This Company Is Selling Photos Of Your Kids To Teach You A Lesson About Internet Security

mom-daughter-selfieThere are varying levels of paranoia when it comes to sharing photos of kids online. You may have the privacy settings on your social media platforms locked down, but once you start sharing photos and connecting with others and allowing them to share photos — it’s impossible to believe anything you post online can ever be completely secure.

Enter Koppie Koppie – an online store selling pictures of the children of unsuspecting parents who have made their photos a part of the public domain. Here’s the message you’re met with when you visit their site:

If you’ve ever put pictures of your children online, there’s a chance that we’re selling them here on one of our coffee mugs. Just scroll down to see if your kids are in our collection…
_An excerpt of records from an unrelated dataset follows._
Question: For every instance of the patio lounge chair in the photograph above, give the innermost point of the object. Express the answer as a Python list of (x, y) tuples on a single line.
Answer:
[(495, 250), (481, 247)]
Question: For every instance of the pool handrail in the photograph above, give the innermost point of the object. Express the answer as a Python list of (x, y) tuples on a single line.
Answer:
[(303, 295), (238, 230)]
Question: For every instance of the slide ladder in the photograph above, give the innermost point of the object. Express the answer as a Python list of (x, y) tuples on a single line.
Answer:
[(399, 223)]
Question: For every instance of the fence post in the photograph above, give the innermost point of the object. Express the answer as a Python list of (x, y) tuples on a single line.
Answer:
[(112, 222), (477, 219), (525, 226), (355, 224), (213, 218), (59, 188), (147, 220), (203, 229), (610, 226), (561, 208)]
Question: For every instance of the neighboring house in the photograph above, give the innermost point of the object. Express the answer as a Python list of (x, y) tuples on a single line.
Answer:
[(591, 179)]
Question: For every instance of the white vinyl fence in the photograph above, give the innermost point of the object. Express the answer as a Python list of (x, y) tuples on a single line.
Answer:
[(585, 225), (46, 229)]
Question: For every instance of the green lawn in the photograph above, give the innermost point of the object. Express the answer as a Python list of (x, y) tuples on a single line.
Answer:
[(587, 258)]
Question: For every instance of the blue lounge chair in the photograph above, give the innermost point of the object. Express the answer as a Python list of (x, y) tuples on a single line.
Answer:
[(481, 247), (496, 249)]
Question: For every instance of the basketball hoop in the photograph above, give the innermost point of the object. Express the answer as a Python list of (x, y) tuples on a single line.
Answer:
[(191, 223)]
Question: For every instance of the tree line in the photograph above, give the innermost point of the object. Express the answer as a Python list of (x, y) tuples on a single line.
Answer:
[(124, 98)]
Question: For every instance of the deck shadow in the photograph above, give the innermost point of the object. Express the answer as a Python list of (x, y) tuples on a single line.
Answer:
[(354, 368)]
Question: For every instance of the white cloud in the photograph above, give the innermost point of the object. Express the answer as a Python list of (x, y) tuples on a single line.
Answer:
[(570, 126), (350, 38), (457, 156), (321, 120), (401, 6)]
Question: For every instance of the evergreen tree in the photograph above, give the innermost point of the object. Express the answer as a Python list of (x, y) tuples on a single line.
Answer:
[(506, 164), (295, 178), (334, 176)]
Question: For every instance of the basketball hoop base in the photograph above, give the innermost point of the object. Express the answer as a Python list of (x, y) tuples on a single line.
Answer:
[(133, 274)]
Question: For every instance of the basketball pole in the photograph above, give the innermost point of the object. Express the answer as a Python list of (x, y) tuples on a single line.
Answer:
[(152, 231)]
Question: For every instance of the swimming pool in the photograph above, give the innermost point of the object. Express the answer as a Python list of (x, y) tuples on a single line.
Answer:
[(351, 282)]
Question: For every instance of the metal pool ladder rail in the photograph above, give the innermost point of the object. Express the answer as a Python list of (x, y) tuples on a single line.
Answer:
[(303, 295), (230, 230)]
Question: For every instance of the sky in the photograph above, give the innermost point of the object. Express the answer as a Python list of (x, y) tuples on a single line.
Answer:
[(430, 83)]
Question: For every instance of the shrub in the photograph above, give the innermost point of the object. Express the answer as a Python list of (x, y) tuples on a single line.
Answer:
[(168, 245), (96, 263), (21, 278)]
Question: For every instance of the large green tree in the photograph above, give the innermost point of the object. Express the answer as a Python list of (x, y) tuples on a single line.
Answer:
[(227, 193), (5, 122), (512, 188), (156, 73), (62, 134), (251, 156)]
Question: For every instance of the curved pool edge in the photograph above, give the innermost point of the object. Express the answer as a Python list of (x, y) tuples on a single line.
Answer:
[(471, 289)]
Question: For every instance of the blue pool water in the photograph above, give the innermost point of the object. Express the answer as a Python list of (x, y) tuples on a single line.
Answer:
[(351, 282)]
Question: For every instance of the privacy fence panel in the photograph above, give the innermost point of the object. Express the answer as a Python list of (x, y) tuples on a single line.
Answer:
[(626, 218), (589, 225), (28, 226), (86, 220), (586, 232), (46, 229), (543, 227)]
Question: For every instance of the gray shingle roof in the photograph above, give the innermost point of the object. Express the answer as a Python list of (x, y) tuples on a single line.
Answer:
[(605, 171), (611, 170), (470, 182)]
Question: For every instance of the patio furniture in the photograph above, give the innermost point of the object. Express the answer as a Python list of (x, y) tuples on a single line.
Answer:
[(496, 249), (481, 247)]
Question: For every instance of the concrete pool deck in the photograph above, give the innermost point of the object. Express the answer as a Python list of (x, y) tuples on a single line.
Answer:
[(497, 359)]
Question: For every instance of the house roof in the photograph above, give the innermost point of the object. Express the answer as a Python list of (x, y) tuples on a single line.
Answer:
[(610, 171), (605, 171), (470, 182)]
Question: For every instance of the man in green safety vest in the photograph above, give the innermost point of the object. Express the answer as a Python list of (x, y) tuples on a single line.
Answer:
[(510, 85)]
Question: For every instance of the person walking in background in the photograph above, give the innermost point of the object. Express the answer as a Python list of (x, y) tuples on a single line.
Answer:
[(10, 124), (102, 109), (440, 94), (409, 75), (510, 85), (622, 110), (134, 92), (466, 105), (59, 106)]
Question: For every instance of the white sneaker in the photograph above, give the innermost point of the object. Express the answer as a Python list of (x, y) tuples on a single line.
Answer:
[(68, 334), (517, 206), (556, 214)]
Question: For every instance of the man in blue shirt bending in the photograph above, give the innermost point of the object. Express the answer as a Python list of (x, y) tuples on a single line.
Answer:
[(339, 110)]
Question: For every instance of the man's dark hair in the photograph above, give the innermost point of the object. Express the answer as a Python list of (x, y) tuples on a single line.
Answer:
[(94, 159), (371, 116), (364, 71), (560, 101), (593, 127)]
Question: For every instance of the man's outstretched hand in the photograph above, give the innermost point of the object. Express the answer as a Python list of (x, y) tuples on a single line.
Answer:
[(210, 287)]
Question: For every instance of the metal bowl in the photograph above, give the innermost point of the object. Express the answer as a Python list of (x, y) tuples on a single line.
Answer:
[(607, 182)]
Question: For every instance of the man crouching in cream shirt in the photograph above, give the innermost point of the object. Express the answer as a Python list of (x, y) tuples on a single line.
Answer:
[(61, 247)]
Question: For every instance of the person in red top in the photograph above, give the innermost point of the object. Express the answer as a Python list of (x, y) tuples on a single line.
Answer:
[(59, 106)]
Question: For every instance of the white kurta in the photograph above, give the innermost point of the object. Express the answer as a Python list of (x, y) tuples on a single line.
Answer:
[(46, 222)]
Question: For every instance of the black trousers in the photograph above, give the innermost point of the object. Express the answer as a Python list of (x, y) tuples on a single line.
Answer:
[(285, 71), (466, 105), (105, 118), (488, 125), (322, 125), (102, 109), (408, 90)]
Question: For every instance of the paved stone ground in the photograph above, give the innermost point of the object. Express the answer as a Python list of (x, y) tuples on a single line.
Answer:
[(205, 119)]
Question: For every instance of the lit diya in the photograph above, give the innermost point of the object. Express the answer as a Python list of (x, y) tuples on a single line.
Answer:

The pair behind the site — a journalist and a designer — say it’s not a money making venture, it’s a social experiment. That’s pretty easy to believe actually, because who wants a photo of someone else’s kid on a mug? They are trying to make a point about internet security, and will oblige any parent who requests their image be removed.

That doesn’t make it any less disturbing, though. When you visit the site you’re met with an inventory of mugs with personal snapshots on them. Not only are these photos of other people’s children, but the name of the person who took the photo is listed under the mug itself, next to the price. The duo sourced the photos from Flikr’s “Creative Commons” collection; if Flickr users opt to allow it, their photos can be used freely for commercial use.

Which brings us to the question of “why” would someone opt to put photos of their child on a site and freely allow those photos to be used commercially without the need for notification or compensation? It seems like an odd choice, but is it really any different than posting a video of your child to YouTube? No, it’s not.

I doubt parents would react positively to seeing an image of their child on a mug, for sale on the internet. Or for that matter, to seeing an image of their child being used to make a point about internet security. However disconcerting the site’s message is — it does make a valid point:

share your unprotected images freely on the internet and anyone can swipe them for their own use.